Environment & Energy
In reply to the discussion: Britain to build Europe's first nuclear plant since Fukushima [View all]FBaggins
(26,731 posts)It's the "rough limit" of a system without storage and grid upgrades. It could be a bit higher or lower than that based specific circumstances. Say you had a local grid that centered on the Hoover Dam. You could go way above 20% variable renewables with no trouble at all. In other areas with little flexible generation (say with heavy coal and nuclear penetration), it could be well below that figure.
But at a national level... they're saying that 20% is the rough limit absent significant storage, scientific advances and large changes in not just how power is produced, but also how it's used. We haven't made those advances... nor do we have an economical option for storage anywhere near the amounts required. You can look back over years of posts and see kristopher imagining that large-scale storage technologies are essentially "off the shelf" and will be ready to go when we're ready to use them... but that simply isn't the case.
Re-read posts 9 & 10. Nobody has claimed a hard impenetrable limit. One poster has said that the report says that "We" (the same "we" that does not have the required technology or storage... or plans for a grid that changes how power is used) can't "count on" renewables for more than 20%. The other person claims that the report says that penetrations between 20-50% require only "policies that are friendlier to renewables" and it's only for penetration above 50% that significant storage and grid enhancements are required.
The first is far closer to an accurate reading than the second.
A quote you may have missed:
Incidentally, your hectoring about the need for degrees in hard sciences is wasted on me.
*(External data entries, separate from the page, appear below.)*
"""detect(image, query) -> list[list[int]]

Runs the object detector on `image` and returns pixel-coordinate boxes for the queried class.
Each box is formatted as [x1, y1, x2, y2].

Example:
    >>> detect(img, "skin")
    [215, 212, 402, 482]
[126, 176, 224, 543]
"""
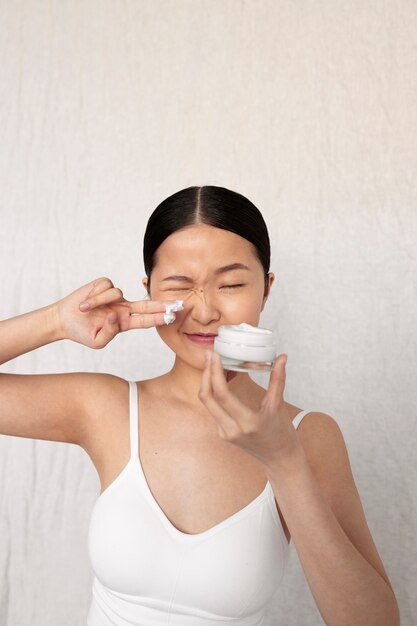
[142, 223, 278, 411]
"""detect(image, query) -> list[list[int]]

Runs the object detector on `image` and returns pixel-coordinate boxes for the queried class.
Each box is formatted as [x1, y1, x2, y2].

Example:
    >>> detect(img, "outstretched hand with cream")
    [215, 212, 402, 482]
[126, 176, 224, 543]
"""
[54, 276, 183, 350]
[199, 339, 297, 469]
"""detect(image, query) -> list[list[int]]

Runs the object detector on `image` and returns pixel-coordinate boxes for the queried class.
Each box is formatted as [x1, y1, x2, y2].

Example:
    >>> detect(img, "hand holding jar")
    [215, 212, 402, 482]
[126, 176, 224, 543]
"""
[198, 324, 297, 469]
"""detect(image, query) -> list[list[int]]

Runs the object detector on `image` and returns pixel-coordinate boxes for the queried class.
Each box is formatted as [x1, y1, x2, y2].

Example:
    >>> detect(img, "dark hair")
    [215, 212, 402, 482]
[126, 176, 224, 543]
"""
[143, 185, 271, 292]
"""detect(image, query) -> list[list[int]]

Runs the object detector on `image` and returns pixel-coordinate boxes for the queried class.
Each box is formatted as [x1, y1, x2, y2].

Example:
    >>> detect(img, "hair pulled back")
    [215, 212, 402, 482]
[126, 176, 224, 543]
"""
[143, 185, 271, 292]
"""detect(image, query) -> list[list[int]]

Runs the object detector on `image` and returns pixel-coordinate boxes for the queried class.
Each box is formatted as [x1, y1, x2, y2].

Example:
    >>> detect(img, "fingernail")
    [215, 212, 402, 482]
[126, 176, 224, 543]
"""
[204, 351, 211, 363]
[79, 302, 90, 311]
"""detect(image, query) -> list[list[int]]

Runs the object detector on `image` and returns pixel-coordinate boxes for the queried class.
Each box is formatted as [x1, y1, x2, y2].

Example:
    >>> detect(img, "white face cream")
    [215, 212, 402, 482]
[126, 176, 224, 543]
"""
[213, 323, 277, 372]
[163, 300, 184, 325]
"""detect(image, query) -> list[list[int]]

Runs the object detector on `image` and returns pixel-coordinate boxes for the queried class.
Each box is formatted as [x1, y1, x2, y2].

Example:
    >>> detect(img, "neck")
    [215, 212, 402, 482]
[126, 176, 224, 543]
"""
[163, 355, 253, 405]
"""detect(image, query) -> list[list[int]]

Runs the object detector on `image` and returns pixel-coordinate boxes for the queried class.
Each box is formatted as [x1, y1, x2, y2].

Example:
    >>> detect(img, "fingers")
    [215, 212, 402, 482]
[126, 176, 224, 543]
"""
[80, 286, 125, 311]
[199, 351, 250, 431]
[262, 354, 287, 409]
[128, 299, 182, 328]
[79, 277, 117, 311]
[92, 311, 120, 348]
[198, 352, 236, 434]
[208, 351, 253, 419]
[79, 278, 169, 316]
[128, 311, 169, 329]
[128, 299, 172, 315]
[86, 277, 115, 299]
[78, 276, 186, 330]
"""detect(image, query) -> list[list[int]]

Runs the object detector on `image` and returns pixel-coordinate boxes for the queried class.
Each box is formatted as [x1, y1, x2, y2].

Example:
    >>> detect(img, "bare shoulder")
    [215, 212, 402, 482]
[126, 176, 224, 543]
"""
[294, 411, 354, 504]
[296, 411, 345, 462]
[77, 372, 129, 414]
[74, 372, 130, 449]
[295, 411, 394, 591]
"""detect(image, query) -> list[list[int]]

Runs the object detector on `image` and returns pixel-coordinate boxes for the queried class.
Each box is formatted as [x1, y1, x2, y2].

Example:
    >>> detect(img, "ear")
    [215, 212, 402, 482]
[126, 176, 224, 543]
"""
[261, 272, 275, 312]
[142, 277, 149, 294]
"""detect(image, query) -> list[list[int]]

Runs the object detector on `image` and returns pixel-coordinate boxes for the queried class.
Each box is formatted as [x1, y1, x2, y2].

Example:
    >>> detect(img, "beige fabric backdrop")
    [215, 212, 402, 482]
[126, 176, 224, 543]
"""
[0, 1, 416, 624]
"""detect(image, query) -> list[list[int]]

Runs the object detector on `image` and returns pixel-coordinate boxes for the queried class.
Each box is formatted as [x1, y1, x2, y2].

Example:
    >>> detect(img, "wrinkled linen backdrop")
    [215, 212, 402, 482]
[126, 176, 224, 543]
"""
[0, 1, 416, 624]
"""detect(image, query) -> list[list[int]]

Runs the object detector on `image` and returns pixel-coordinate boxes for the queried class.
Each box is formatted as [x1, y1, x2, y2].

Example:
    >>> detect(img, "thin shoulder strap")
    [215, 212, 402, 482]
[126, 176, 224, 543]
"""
[292, 410, 312, 430]
[128, 381, 139, 461]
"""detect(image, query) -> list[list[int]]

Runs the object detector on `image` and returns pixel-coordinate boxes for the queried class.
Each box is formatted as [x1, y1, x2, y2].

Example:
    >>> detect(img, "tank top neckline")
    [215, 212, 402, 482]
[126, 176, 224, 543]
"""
[133, 454, 273, 541]
[124, 380, 311, 542]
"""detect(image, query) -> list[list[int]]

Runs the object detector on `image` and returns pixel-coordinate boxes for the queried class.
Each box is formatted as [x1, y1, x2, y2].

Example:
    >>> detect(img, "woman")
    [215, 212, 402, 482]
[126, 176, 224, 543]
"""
[0, 186, 399, 625]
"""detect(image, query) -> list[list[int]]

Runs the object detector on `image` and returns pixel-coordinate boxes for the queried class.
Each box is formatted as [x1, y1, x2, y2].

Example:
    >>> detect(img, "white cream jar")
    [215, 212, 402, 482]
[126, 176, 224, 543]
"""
[213, 323, 277, 372]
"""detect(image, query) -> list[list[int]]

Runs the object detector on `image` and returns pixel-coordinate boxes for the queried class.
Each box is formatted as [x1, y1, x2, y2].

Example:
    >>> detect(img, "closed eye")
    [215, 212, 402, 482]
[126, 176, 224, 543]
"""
[165, 287, 192, 291]
[164, 284, 245, 291]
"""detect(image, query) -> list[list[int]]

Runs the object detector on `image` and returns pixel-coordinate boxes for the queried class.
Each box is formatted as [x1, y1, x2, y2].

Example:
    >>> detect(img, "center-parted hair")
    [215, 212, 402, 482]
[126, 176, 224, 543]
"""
[143, 185, 271, 291]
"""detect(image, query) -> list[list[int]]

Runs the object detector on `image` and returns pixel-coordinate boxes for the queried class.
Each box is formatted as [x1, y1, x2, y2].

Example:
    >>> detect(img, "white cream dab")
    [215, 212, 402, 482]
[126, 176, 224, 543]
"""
[226, 322, 272, 334]
[163, 300, 184, 325]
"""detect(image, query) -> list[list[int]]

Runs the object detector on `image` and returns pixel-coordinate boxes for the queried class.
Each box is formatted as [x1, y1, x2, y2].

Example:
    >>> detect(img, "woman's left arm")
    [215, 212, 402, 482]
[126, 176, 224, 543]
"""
[265, 412, 400, 626]
[199, 350, 400, 626]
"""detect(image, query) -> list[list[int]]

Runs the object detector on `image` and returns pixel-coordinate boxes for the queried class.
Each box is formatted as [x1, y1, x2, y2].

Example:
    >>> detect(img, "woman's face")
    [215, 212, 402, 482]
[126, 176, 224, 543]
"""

I know what degrees I hold. You don't, nor do I know what degrees you may hold, no matter what you may assert. Such is the internet.
This much is true. However, it is also true that those with a solid scientific background usually have little trouble spotting those whose perception of "science" is driven more by their preferred policy decisions... rather than the other way around.
Incidentally, argument from authority is generally considered a logical fallacy
When the poster says "I know what I'm talking about and you don't"... that's true. When the poster can actually back up the claims with verifiable science (as Pam has done scores of times)... it isn't.